504 Program Risk Oversight Act
This bill, introduced as the 504 Program Risk Oversight Act, would amend Title V of the Small Business Investment Act of 1958 to require the SBA Administrator to annually conduct a portfolio risk analysis of all loans guaranteed under the 504 program (the SBA’s real estate–focused loan program). It also requires the Administrator to submit a comprehensive annual report to Congress detailing risk across the program, including several targeted breakdowns (by industry concentration, by development company impact, by loan size, by origination timing, by borrower type, and by property type), steps taken to mitigate identified risks, and information on defaults, collections, charge-offs, enforcement actions, and penalties. The report must be published publicly on the SBA website within 7 days of submission to Congress. The bill also defines “limited or special purpose property” consistently with a specific SBA policy SOP. The short title of the act would be the “504 Program Risk Oversight Act.”
Key Points
- 1Annual portfolio risk analysis: The SBA Administrator must annually analyze the risk of the entire portfolio of 504 loans guaranteed under Title V.
- 2Annual Congress-facing report with detailed metrics: By December 1 each year (starting after passage), the Administrator must provide Congress a report with comprehensive risk data, including overall program risk, industry concentration, and risk analyses by development companies responsible for at least 1% of approvals, plus various loan-size and borrower-type breakdowns.
- 3Public availability: The annual risk report must be made publicly accessible on the SBA website within 7 days after it’s submitted to Congress.
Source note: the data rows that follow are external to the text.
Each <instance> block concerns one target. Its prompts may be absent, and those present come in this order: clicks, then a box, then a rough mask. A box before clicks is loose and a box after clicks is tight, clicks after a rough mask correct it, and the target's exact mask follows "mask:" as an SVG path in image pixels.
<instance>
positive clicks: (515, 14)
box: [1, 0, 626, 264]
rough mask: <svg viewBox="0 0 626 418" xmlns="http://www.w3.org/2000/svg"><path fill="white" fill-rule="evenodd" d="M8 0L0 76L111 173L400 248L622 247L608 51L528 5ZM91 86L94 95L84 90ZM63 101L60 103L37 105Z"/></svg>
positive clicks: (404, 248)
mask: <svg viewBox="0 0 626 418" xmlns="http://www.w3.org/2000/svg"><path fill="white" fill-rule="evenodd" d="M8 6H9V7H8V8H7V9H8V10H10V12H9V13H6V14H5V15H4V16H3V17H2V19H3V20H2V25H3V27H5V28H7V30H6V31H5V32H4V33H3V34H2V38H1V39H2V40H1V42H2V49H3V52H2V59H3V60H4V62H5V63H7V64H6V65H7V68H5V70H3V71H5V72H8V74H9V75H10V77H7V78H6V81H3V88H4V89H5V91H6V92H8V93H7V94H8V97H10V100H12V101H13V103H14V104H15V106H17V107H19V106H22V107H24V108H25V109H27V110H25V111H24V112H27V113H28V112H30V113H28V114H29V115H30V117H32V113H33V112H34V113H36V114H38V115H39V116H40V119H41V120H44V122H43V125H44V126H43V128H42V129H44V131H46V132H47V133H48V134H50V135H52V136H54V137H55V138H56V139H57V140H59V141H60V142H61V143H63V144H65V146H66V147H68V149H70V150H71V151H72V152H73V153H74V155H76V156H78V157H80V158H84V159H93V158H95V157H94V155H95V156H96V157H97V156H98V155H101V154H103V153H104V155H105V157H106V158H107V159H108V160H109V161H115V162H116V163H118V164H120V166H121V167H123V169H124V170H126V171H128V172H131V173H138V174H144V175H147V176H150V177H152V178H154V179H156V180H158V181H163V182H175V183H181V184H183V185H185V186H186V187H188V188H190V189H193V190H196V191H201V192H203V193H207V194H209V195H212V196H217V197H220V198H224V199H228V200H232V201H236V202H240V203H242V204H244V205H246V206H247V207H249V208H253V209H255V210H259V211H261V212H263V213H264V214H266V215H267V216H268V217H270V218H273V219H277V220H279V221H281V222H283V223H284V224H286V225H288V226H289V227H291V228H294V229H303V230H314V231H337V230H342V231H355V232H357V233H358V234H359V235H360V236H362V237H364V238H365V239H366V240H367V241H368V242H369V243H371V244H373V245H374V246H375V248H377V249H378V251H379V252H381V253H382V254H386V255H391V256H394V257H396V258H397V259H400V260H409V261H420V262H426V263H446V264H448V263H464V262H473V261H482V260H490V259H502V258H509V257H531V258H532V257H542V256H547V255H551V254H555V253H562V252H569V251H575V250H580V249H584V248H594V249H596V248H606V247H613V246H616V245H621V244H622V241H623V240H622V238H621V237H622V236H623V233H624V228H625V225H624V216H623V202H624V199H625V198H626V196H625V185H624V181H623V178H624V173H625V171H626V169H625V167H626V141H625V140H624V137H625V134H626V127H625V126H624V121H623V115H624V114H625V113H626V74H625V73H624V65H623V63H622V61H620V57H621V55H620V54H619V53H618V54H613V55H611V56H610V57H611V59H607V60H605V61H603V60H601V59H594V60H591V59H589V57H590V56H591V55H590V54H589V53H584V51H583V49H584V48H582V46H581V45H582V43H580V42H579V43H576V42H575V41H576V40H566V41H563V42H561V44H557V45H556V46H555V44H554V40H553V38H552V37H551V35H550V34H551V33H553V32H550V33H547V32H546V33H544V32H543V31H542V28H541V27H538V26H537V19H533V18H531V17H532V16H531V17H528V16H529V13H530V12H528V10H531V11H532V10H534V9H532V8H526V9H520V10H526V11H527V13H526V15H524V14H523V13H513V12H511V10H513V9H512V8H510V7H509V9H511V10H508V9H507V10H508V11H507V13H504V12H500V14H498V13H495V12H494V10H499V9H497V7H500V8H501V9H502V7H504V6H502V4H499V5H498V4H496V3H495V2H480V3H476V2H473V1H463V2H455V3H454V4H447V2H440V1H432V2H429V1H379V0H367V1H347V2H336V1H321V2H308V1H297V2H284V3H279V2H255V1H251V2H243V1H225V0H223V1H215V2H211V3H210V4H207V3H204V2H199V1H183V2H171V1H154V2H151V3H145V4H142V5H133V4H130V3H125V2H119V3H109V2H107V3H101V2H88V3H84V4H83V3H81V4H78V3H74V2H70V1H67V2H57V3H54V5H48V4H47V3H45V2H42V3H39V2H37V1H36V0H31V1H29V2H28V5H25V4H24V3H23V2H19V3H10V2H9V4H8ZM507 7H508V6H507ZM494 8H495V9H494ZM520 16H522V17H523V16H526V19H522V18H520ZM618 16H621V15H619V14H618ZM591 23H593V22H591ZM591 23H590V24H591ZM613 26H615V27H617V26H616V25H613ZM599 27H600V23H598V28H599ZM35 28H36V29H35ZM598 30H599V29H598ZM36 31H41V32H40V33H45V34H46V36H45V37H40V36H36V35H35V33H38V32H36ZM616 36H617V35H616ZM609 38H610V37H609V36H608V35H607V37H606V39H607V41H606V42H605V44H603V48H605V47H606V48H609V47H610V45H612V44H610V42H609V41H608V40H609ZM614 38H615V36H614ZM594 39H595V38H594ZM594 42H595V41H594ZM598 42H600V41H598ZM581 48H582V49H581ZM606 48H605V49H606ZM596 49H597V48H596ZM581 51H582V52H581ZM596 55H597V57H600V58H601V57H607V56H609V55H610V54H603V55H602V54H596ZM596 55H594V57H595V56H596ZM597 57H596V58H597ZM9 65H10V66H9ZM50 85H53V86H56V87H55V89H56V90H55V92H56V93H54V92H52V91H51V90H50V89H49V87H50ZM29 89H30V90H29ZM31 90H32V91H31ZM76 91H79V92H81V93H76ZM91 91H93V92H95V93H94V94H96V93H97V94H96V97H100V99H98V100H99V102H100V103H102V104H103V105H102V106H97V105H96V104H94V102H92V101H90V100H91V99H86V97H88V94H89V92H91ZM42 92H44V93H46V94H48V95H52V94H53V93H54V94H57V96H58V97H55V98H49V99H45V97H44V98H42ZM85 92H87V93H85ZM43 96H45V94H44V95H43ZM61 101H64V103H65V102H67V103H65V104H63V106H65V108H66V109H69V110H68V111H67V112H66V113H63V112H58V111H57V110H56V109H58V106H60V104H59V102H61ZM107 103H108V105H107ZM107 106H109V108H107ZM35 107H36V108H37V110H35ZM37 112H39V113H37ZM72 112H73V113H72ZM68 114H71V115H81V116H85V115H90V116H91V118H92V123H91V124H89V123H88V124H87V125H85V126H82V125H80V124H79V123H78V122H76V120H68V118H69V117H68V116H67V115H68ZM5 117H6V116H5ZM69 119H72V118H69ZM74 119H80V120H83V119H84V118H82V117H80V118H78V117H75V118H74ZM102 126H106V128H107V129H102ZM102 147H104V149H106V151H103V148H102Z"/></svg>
- 4Detailed breakdowns and risk factors: The report must include:
- 5- Industry concentration and overall program risk
- 6- Development-company–level analyses (without naming companies) for those with ≥1% of gross loan approvals, including loan counts and dollar values, and risk by loan size buckets
- 7- Origination timing (loans originated within 1 year, 1–2 years, or more than 2 years before the report)
- 8- Borrower-type analyses (new business openings; newer businesses ≤2 years; established businesses >2 years)
- 9- Limited or special purpose properties
- 10- Risk mitigation steps taken
- 11- Data on lenders/development companies, defaults, recoveries, charge-offs, enforcement actions, and penalties
- 12Definition referenced: The act uses the existing SBA guidance SOP 50 10 8 to define “limited or special purpose property.”